This is a particularly frustrating failure, because it could have been the greatest jukebox musical of the decade if it had only had the talent to do justice to its premise. This is a show based on the one legendary night when Elvis, Johnny Cash, Jerry Lee Lewis and Carl Perkins were all in the same recording studio.
The show makes no attempt to be historically accurate about that recording session…on the actual session tapes, Cash is barely discernible, and the performers mostly recorded hymns and spirituals, while the show has them singing their signature hits…but that didn’t really matter. A certain amount of historical license was completely understandable and justified for the sake of giving us a better show.
What actually did the show in was the casting.
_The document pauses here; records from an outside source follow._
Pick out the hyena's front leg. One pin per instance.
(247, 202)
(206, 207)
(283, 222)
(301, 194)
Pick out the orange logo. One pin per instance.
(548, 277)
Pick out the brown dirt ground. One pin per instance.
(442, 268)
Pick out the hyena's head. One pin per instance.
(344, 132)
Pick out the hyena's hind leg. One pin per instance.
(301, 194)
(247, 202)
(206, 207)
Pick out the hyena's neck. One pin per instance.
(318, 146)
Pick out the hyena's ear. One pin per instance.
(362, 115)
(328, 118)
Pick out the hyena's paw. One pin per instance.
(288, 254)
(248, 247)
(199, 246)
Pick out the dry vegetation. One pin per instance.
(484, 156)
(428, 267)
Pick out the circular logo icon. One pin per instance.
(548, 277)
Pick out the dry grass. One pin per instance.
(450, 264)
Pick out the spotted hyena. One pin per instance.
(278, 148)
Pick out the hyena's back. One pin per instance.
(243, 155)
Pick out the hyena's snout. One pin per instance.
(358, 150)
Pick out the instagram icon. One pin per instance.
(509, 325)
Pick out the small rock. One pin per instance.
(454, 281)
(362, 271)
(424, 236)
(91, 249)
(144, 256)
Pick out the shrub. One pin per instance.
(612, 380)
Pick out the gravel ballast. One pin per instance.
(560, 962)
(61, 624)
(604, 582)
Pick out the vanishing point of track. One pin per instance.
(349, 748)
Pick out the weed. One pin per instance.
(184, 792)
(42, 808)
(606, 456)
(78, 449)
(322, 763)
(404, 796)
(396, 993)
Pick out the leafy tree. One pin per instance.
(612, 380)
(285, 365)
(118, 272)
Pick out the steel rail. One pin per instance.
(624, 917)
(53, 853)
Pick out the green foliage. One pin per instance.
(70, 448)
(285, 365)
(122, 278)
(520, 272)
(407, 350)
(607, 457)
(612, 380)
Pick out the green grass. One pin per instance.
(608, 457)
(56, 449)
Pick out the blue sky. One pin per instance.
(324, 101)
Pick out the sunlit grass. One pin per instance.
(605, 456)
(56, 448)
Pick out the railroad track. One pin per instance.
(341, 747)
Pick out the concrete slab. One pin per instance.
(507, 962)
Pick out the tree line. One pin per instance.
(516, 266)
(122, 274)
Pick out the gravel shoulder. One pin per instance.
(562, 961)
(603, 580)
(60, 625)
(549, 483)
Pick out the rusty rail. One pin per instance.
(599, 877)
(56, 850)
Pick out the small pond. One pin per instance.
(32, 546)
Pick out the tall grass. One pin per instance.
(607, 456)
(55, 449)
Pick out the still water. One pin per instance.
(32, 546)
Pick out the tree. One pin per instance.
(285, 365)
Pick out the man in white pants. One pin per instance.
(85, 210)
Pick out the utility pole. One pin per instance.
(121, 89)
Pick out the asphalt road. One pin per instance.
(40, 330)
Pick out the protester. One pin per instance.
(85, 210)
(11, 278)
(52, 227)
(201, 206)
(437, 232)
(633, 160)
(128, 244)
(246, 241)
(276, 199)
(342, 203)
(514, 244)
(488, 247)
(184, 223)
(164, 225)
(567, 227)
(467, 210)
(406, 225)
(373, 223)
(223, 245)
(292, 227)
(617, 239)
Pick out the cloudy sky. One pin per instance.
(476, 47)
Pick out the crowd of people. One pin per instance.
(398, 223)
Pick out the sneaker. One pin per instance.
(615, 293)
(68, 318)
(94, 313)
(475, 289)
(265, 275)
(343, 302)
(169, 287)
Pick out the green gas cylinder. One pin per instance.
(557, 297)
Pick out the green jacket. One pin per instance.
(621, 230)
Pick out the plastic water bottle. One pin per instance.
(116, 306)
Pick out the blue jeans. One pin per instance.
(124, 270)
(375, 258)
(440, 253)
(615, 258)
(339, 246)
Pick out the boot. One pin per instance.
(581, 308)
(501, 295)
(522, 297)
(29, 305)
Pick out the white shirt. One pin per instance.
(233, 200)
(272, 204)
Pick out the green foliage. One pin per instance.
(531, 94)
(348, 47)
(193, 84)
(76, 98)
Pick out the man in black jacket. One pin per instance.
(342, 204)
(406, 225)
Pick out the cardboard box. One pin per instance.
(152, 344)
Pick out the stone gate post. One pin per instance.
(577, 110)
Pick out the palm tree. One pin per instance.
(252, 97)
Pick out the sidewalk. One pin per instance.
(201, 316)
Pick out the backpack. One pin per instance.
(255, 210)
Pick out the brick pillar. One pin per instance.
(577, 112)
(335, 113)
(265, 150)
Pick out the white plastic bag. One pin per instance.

The four leading singer-actors were nobodies, musical-theater journeymen who didn’t have remotely the star power, charisma or musical talent to portray the living legends they were playing. The result wasn’t quite Vegas-style Elvis-impersonator bad, but it was distinctly and fatally underwhelming (although Levi Kreis as Jerry Lee Lewis did slightly better than the other three).
With performers who were qualified to play these parts (and yes, they do exist, as witness Joaquin Phoenix’s performance in Walk the Line), this could have been mind-blowing; as it is, its failure is well-deserved, and I’m genuinely surprised that they even bothered to record it. It wasn’t the worst jukebox musical of its era, but it definitely stands as the most disappointing.